Ottoman Turkish Language Study

Basma Fahoum
2017
Author(s)
Basma Fahoum
Location
Turkey

Historians in the past used to identify the beginnings of capitalist accumulation and “modernity” in Palestine with the establishment of the British Mandate in the 1920s, or with the arrival of European immigrants. However, in recent years, social and economic processes in the late Ottoman period have been increasingly acknowledged as a vital part of the history of capital in the Middle East. Local practices, laws, networks, and commodities paved the way for the introduction of the global market into the economy of Palestine, and vice versa. My project, which focuses on commercial tobacco cultivation in Palestine, follows local practices, laws, and networks from the late Ottoman period to the 1980s. I have come to believe that only when I examine Ottoman, Arabic, Hebrew, and English sources together, will I be able to paint the fullest picture of the evolution of Palestinian tobacco cultivation and production.

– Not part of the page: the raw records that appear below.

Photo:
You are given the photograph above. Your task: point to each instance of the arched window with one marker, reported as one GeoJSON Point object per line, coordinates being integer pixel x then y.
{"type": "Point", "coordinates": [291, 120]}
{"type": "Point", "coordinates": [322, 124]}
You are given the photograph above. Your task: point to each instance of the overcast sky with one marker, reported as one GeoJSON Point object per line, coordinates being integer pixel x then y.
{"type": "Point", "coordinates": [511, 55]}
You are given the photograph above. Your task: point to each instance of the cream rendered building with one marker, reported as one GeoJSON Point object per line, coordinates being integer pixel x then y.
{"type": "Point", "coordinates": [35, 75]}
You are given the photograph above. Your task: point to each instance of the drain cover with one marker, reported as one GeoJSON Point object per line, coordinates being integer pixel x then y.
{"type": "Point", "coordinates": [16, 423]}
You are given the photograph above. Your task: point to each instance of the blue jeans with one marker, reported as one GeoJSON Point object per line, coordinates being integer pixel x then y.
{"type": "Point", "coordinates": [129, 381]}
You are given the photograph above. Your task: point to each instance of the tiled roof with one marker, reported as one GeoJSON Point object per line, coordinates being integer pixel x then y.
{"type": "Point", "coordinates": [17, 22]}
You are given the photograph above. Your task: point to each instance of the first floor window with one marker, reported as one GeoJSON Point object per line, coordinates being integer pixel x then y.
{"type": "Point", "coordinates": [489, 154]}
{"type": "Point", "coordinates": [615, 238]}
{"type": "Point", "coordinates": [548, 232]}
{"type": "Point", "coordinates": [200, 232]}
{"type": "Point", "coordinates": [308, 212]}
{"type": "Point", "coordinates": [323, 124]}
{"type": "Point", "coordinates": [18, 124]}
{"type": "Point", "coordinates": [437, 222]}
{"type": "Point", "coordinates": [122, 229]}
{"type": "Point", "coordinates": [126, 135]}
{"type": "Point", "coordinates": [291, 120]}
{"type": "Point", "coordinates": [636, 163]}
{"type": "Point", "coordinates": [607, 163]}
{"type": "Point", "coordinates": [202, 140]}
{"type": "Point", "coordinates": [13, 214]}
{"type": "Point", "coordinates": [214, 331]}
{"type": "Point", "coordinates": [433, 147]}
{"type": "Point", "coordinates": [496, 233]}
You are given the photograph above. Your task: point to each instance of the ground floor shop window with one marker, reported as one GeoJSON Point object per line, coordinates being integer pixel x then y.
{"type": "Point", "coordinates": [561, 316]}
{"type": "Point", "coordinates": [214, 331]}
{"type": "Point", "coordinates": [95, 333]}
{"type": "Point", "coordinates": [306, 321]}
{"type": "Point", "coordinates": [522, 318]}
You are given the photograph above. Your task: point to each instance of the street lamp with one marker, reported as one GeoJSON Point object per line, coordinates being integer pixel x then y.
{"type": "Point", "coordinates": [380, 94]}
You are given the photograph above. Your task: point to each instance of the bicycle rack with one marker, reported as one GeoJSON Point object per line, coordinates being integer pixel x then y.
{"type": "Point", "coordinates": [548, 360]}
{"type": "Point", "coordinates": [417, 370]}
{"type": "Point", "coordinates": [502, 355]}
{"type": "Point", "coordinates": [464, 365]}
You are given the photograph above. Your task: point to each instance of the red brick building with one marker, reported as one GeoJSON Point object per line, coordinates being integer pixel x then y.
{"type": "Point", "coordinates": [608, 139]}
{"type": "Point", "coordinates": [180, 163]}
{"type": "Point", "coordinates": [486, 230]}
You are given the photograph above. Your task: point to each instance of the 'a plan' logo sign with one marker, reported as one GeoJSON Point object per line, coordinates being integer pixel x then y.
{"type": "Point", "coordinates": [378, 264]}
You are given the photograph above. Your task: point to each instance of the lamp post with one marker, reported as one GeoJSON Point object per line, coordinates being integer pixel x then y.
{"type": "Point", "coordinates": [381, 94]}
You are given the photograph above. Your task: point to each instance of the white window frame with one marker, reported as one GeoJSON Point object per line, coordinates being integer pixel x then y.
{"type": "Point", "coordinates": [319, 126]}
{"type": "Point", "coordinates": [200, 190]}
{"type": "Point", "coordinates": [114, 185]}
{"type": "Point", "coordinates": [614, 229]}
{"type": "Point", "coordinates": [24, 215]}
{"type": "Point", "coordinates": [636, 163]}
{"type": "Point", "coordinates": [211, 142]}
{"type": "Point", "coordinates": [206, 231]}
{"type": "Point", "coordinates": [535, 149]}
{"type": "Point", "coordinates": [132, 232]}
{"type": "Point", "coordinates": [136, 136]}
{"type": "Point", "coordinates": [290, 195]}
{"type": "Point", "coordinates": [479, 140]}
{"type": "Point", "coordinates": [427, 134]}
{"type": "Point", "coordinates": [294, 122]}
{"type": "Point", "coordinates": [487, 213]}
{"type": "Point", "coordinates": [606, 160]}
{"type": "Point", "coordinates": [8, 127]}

With the help of the Abbasi summer grant, I spent six weeks studying Ottoman Turkish in the Intensive Ottoman Turkish Summer School in Alibey Adası, Turkey. The skills that I acquired over the summer will enable me to use many new sources - legal, personal, and official documents - from the Ottoman period and beyond. I will be able to excavate the deeply rooted origin story of tobacco cultivation, and to make headway in formulating my dissertation project. I greatly enjoyed spending the summer on the Aegean island of Cunda. It was a pleasure to be in such a beautiful environment with a group of future colleagues in training, who share my interest in Ottoman history.